How to upset Russian freight companies, Elon Musk, Chinese authorities and Kylie Jenner in one go? Track their jets.
Flight following websites and Twitter accounts offer real-time views of air traffic - and sometimes major news like Nancy Pelosi's Taiwan trip - but that exposure draws pushback ranging from complaints to gear seizures.
Whether Russian air freight firms, Saudi Arabian plane owners or others, Dan Streufert said his group gets dozens of "requests" each year to stop posting aircrafts' whereabouts.
"We have not removed anything so far. This is all public information. And I don't want to be the arbiter of who's right and who's wrong," added Streufert, founder of the US-based flight tracking site ADS-B Exchange.
Limits do apply in some cases, but groups that piece together the flight paths note that the core information source is legally available and open to anyone with the right gear.

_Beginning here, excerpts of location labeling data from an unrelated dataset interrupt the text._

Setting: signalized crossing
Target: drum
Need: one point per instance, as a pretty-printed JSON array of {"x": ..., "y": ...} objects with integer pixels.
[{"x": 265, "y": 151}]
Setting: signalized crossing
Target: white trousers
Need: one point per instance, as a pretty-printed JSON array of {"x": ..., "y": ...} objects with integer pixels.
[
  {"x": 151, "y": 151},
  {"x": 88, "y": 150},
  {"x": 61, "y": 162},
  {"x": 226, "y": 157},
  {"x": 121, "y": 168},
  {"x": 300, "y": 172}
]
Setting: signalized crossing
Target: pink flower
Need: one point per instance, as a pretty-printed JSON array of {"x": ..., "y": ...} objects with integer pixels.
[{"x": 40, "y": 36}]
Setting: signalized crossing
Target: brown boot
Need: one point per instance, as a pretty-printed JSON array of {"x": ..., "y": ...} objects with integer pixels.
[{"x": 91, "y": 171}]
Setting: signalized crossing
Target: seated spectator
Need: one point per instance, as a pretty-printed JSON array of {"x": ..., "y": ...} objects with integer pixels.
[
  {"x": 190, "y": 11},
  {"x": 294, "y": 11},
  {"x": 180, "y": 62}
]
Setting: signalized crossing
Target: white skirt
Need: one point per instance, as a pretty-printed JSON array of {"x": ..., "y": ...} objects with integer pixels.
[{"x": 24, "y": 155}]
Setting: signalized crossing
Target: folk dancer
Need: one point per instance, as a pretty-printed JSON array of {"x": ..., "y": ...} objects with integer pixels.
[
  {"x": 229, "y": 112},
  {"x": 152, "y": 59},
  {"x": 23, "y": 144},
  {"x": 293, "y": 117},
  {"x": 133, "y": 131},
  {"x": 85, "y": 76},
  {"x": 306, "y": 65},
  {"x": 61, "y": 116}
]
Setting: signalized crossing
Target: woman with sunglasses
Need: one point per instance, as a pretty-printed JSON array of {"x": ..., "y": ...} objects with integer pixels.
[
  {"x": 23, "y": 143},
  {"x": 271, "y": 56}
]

U.S. rules require planes in designated areas be equipped with ADS-B technology that broadcasts aircraft positions using signals that relatively simple equipment can pick up.
A service like Sweden-based Flightradar24 has 34,000, mostly volunteer-operated receivers around the world to pick up the signals, a key source of information that's routed back to a central network and combined with data on flight schedules and aircraft information.
Figuring out or confirming to whom a plane actually belongs can require some sleuthing, said jet tracker Jack Sweeney, who filed a public records request with the U.S. government that yielded a form bearing the signature of a particular plane's owner: Tesla boss Elon Musk.